Habsburg descendant takes Austria to European Court for Human Rights over election banBy AP
Tuesday, October 5, 2010
Habsburg heir takes Austria to human rights court
VIENNA — A descendant of the Habsburgs is taking Austria to the European Court for Human Rights for not allowing him to run for president, his lawyer said Tuesday.
Ulrich Habsburg-Lothringen could not become a candidate in April 25 elections because he lacked the required number of signatures and Austrian law bars members of all ruling or former ruling families from running for the largely ceremonial post.
The Habsburg dynasty was once Europe’s most influential royal house and held power from the 13th to the early 20th centuries.
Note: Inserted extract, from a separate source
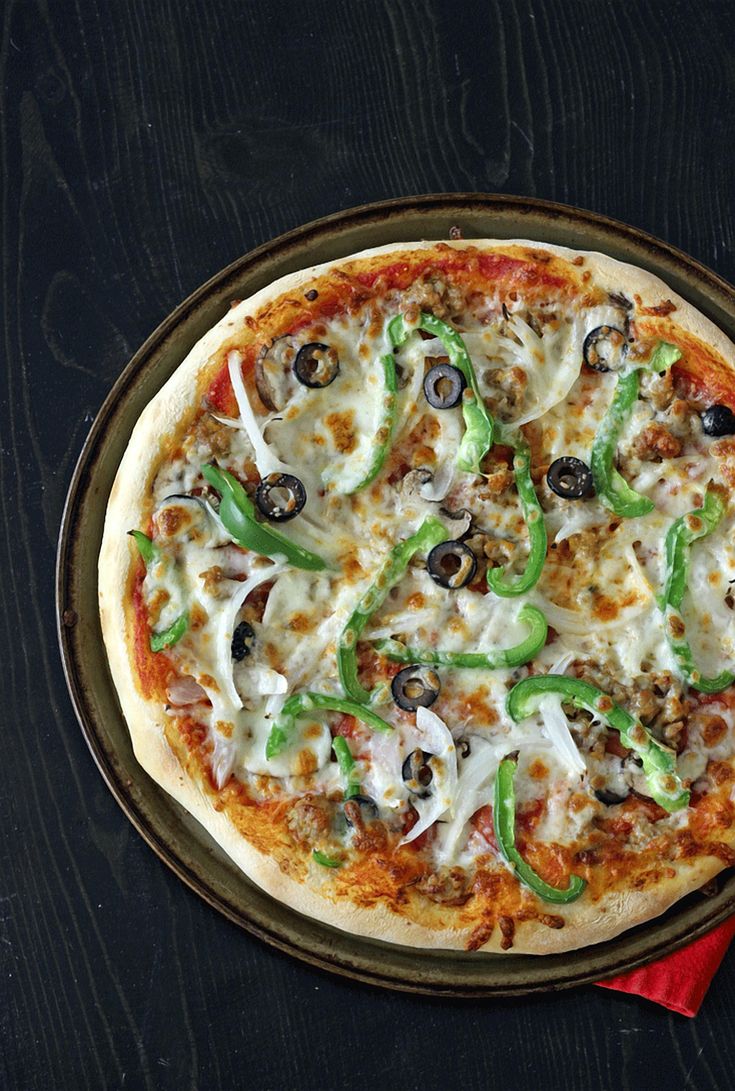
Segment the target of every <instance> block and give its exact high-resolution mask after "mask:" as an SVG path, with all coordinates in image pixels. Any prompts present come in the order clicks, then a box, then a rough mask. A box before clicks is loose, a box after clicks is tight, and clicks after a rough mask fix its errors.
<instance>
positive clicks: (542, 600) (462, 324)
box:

The ban — which only applies to the presidency and is enshrined in the constitution — dates back to 1919 when Austria became a republic after centuries of monarchic rule. It was meant to quash any aspirations to reclaim the throne by members of the former royal family.
The complaint filed with the Strasbourg-based court argues that the ban violates Habsburg-Lothringen’s human right to participate in democratic elections, said his lawyer, Rudolf Vouk.
“I expect a positive answer in my favor within a period of one or two years,” Habsburg-Lothringen told Austrian radio Oe1.
While a complaint he filed with Austria’s constitutional court was unsuccessful, there appears to be an increasing political push to scrap the provision.
Heinz Fischer, Austria’s current president, said recently that the time has come to do away with it “Someone who can become chancellor or president of parliament should, in our mature democracy, also be able to become president,” Oe1 quoted him as saying.
The center-right People’s Party and opposition Greens have spoken in favor of lifting the ban, but the Social Democrats, Fischer’s party, have been skeptical.
The Vienna-based Organization for Security and Cooperation in Europe also has weighed in. In a report issued after the April elections, it said the provision appeared to be “anachronistic in the modern political environment and may be considered an unreasonable restriction on the right to be elected.”
It added that “consideration should be given to removing the prohibition.”
Austria’s next presidential polls are set for 2016.